Oltre le elezioni e Berlusconi: se vince la sinistra di Bersani, Di Pietro e Vendola, che scenario. Una opinione da destra

di Gennaro Malgieri
Pubblicato il 8 Agosto 2010 - 12:21| Aggiornato il 7 Settembre 2010 OLTRE 6 MESI FA

Nichi Vendola

Se alle prossime elezioni, se i saranno, vincesse una sinistra come quella descritta da Giuseppe Giulietti su “Blitzquotidiano”, cosa accadrebbe dopo? Le elezioni non basta vincerle, magari mettendo insieme un’armata Brancaleone come già sperimentato da Prodi, poi bisogna governare.

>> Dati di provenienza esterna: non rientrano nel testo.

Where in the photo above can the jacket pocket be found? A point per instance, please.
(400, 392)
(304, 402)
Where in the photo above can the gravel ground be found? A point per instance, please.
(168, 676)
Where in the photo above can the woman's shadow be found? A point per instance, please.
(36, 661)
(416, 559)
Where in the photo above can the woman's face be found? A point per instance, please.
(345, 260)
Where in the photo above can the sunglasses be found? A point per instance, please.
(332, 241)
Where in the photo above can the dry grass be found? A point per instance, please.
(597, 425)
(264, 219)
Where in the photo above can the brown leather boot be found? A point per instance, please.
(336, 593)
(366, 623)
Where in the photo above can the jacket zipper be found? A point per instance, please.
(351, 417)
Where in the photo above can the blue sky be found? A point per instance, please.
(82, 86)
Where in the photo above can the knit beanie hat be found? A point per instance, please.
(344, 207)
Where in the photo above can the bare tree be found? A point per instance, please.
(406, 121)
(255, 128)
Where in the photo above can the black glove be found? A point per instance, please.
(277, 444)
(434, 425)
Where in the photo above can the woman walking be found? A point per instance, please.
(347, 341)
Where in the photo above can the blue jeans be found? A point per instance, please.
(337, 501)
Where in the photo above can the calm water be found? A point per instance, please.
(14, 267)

E se i veti incrociati impediscono la costruzione di un centrosinistra organico in grado di compete con il centrodestra, come è possibile soltanto immaginare che, dato e non concesso che esca vittorioso dalle urne, possa guidare il Paese privo di una bussola? E’ questo l’interrogativo intorno al quale dovrebbe esercitarsi la sinistra nel momento in cui sembra lanciare la sfida a Berlusconi. Dico “sembra” perché è una sfida finta.

In realtà Bersani e compagni hanno una fifa blu delle elezioni anticipate, vuoi che siano a novembre vuoi che si tengano a marzo. E per di più, vogliono che Berlusconi tolga il disturbo, ma pretendono pure di decidere la data delle consultazioni, ingannando il tempo con governi tecnici, istituzionali, di salute pubblica e via elencando, senza peraltro chiedersi se è corretto che chi ha vinto le elezioni debba andare all’opposizione per un colpo di Palazzo. Non ci pare che ciò accada in nessun’altra democrazia.

Gli antagonisti del centrodestra non sono pronti a chiedere voti agli elettori: questa è la verità. Non soltanto perché non hanno un leader capace di mettere assieme una squadra competitiva e che interpreti tutto il variegato mondo del quale dovrebbe essere espressione. Non tanto perché divisi su tutto e dunque inabili a sottoscrivere un programma concreto, comprensibile, attuabile, possibilmente non di trecento pagine come lo fece Prodi. Il motivo dell’insostenibile leggerezza del centrosinistra, che Giulietti, con la consueta onestà intellettuale, rappresenta nelle prime righe del suo articolo, è nell’odio profondo tra i possibili soci della coalizione e nelle diffidenze che albergano in ognuno dei partiti dell’opposizione.

Anche per questo il Paese è immobile. Non esiste un’alternativa in grado di compattare, per necessità, la maggioranza e renderla meno inquieta e litigiosa. In tutte le democrazie che si rispettano le minoranze hanno un ruolo decisivo nell’esercizio della proposta politica e del controllo sull’azione del governo. Si può dire che oggi dal Pd a Di Pietro, senza tener conto dell’evanescente “terzo polo” la cui natura è ancora tutta da decifrare, posto che resista alle intemperie che già si annunciano, l’opposizione mostri di avere le caratteristiche appena richiamate?

Credo non ci sia nessuno disposto ad ammetterlo. E allora, per quanto la maggioranza non goda ottima salute dopo lo “strappo” dei finiani che peraltro non sono usciti dal centrodestra ed hanno promesso di continuare a sostenere il governo (bisogna credergli fino a prova contraria), la sinistra non può cavarsela invocando l’aiuto di quinte colonne per buttare giù un premier eletto sostanzialmente (uso questo avverbio perché non dimentico che la nostra resta comunque una democrazia parlamentare) dal popolo, senza tuttavia avere le prerogative di chi è investito direttamente dal suffragio degli elettori. La sinistra, mi permetto di aggiungere, con tutto il rispetto che si deve a qualsiasi formazione politica, dovrebbe guardarsi all’interno, sapere con precisione su chi fare affidamento, elaborare un programma coerente, cercare un leader rappresentativo intorno al quale fare quadrato. Non può, insomma, inveire tutti i santi giorni contro il governo, sapendo che non cadrà per gli alti lai che si levano dalle sue file. Certo, la propaganda conta, ma ancora di più conta la politica. E di questa se ne vede poca a sinistra dove sembra che valgano più le apparenze e le speranze dei fatti concreti.

Berlusconi con le spalle al muro ha sempre dato il meglio di sé. Peccato che Bersani non se ne sia accorto e Vendola sì. Ma sul governatore della Puglia come possibile leader della sinistra in quanti sono d’accordo? Ecco: si ritorna alla casella iniziale, come in uno sterile e noioso gioco di società.